Para quem sempre amou a leitura e os livros, uma das sensações mais frustrantes é justamente a de vê-los expostos (física ou virtualmente) e não dispor do dinheiro que possa comprá-los. Ainda que haja bibliotecas e amigos para eventuais empréstimos, poucas emoções no mundo se comparam à de se adquirir um tão sonhado livro, tê-lo entre as mãos e folheá-lo como seu possuidor. Jorge de Sena não está alheio a estes sentimentos. E é um poema seu, datado de 1944, quando mal tinha publicado seu primeiro volume de poesia, que expressa com extrema delicadeza um amor imenso à leitura, aos livros e à sua capacidade de transformar vidas. Sob o signo da Ode, este poema toca a sensibilidade de todo amante de livros. 

Ouçamos, pois, a interpretação de Francisco Louçã da “Ode Aos Livros Que Não Posso Comprar”

Sobre “Uma pequenina luz”

 (Breve comentário de Lucas Laurentino, UFRJ)

Viver em tempos sombrios sempre foi um dos maiores desafios para aqueles que lutam e apostam na liberdade de pensamento, na convivência pacífica, na tolerância e superação de preconceitos. No entanto, como diz Hannah Arendt, “Os tempos sombrios, pelo contrário, não só não são novos, como não constituem uma raridade na história.”

Jorge de Sena, enquanto cidadão e escritor politicamente atuante, teve de enfrentar mais de uma vez as ameaças dessas sombras que se mostravam sob as formas da repressão, da censura, do silenciamento. Mas, ainda com Arendt, “que mesmo no tempo mais sombrio temos o direito de esperar alguma iluminação, e que tal iluminação pode bem provir, menos das teorias e conceitos, e mais da luz incerta, bruxuleante e frequentemente fraca que alguns homens e mulheres, nas suas vidas e obras, farão brilhar em quase todas as circunstâncias e irradiarão pelo tempo que lhes foi dado na Terra.” Sena é uma dessas “luzes bruxuleantes” cuja escrita poética nos comove e dá forças para seguir reivindicando um mundo em que a “honra de estar vivo” seja sempre a principal meta.

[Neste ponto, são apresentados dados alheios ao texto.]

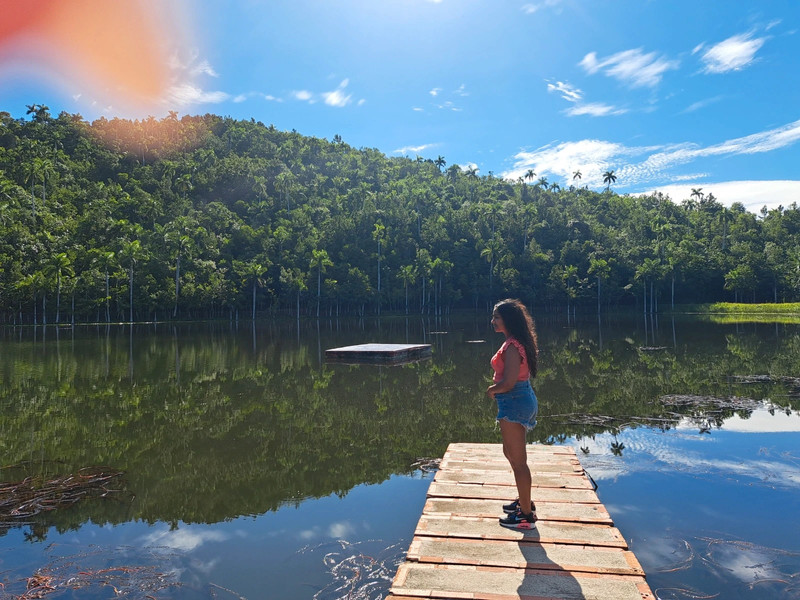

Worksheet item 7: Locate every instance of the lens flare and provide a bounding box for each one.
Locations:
[0,0,180,110]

Tendo em mente tais reflexões, aqui trazemos a leitura de “Uma pequenina luz” (do livro Fidelidade), na voz do poeta:

Sobre “Quem a tem…”

 (Breve comentário de Lucas Laurentino, UFRJ)

Contribuindo para as comemorações do centenário de nascimento de Jorge de Sena, iniciamos hoje no nosso site a divulgação sistemática de poemas senianos lidos ou pelo poeta, ou por estudiosos e admiradores de sua obra.

Como data de estreia, escolhemos propositalmente este 25 de Abril, tão marcante para a História de Portugal e para o próprio Sena – autor que desde sempre foi um defensor radical da liberdade em seus mais diversos aspectos.

E nossa primeira escolha recaiu sobre o emblemático “Quem a tem…”, poema de 1956, escrito três anos antes de o poeta se exilar no Brasil e quase vinte anos antes de ele vir a saber verdadeiramente qual é a cor da liberdade portuguesa: “É verde, verde e vermelha.”